Luego de seis décadas de tragedia continuada, se logra que un grupo armado hasta los dientes deje sus fusiles y se comprometa a cambiar las balas clandestinas por el ejercicio de una política legal (sí, “política” y “legal” no son antónimos). Sin embargo, eso no merece despliegue en los noticieros, ni manifestaciones callejeras o repique de campanas.
Para varios medios de comunicación lo destacable fue que Teófilo vistiera de nuevo la camiseta del Junior, o pasar durante los primeros 30 minutos, las mismas escenas del naufragio sufrido dos días antes, en Guatapé.
¿Por qué desconocen tantos medios (tantos miedos) y tanta sociedad, la relevancia de este paso sublime, en el camino a la paz?
Sé que éste no fue el fin de todos los conflictos colombianos, y que a las 11 am del 27 de junio el switch de la inequidad, de la injusticia social, la corrupción y el narcotráfico no se puso en OFF, ni automáticamente el país de Jauja (con sus míticos “ríos de leche, miel y vino”) quedó para siempre en ON. Nuestros abismos son muchos más y más profundos, pero lo que pasó el martes, fue casi milagroso.
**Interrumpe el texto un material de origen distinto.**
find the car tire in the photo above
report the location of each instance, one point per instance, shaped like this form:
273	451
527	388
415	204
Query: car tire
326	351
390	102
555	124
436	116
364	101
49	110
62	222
Las siniestras herramientas guardadas en los contenedores de la ONU no alimentarán más cementerios, y la guerrilla más vieja de América, deja su condición de fuerza armada, para transformase en movimiento político. No votaré por ellos, ni me hacen feliz sus discursos de marxismos trasnochados; pero prefiero mil veces verlos de civiles en las urnas, que de ejércitos fugitivos, en el monte; apoyo su ingreso a la democracia, y trabajaré como pueda, para que el resto de país los reciba y les cuide la vida.
Quisiera haber visto expresiones masivas y eufóricas, de agradecimiento a Humberto De la Calle y a Sergio Jaramillo. Ellos le endosaron buena parte de su vida a trabajar por la paz de Colombia, y lograron lo que nadie había logrado. Sonará infantil, pero son mis héroes de la paz.
Y Enrique Santos Calderón, silencioso tejedor de los primeros acercamientos entre gobierno y FARC, de los acuerdos de La Habana, ergo del desarme que culminó hace cuatro días. Y, sí, también estoy agradecida con su hermano presidente, así le caiga gordo al 88% del país, porque éste no es una historia de simpatías personales, sino de realidades y de guerras terminadas.
Y en este gratias agere, traigo a Victor G. Ricardo, un hombre que en su momento se jugó la vida por la paz, y -contrario al par de mañosos ex presidentes (el energúmeno y el oportunista)- reconoce los éxitos ajenos, y de manera caballerosa sostiene que lo importante es el logro, y no el nombre del firmante.
Anónimos, visibles, pasados, presentes y futuros militantes de la vida: los respeto y valoro por levantar esa bandera blanca que a pesar de todo y de tantos, ya empezó a brillar en el corazón de Colombia.